The only Wollys that I've ever heard as being rumored to be multicoated are the Raptar Pro series that enjoyed a short run in the early '70's, allegedly such a marketing flop against German and Japanese optics of the day as to result in there still being new old stock ones still offered for sale as recently as this year. (Can anyone confirm? Did these have purple W-in-a-circle Wollycoated dots?)


hi ivan

i had one of the coated yellow dot air corps versions of the 90mm wollensak raptars.
it was a sweet lens, and i wish i never sold it, but i was broke
and well ... the rest is history.

i have never really known, except for rumor and inuendo what the
dots meant, if anything. someone who knew a bit about lenses told me years ago
there was the purple dot, the yellow dot and the two dots together.

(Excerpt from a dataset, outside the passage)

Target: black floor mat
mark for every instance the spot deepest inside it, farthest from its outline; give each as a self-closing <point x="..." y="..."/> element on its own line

have fun with your lens ...

john

Mark Sampson
28-Oct-2008, 13:10
About names... I used to have a bound set of "Popular Photography" from 1945. In one issue, a Wollensak ad in the back pages announced the results of a contest to re-name the Velostigmat line of lenses. I don't remember what the prize was for submitting the winning name, or who came up with it, but 'Raptar' was the name that replaced 'Velostigmat'. So a good guess would be that 'Velostigmat' lenses are pre-1946. Last year or so there was a very long thread here about trying to correlate Wollensak serial#s to year of manufacture... I posted the same news as above there, I think. Too bad I gave away the bound Pop Photos. (It would seem that Mr. Fromm's lens noted above supports this idea).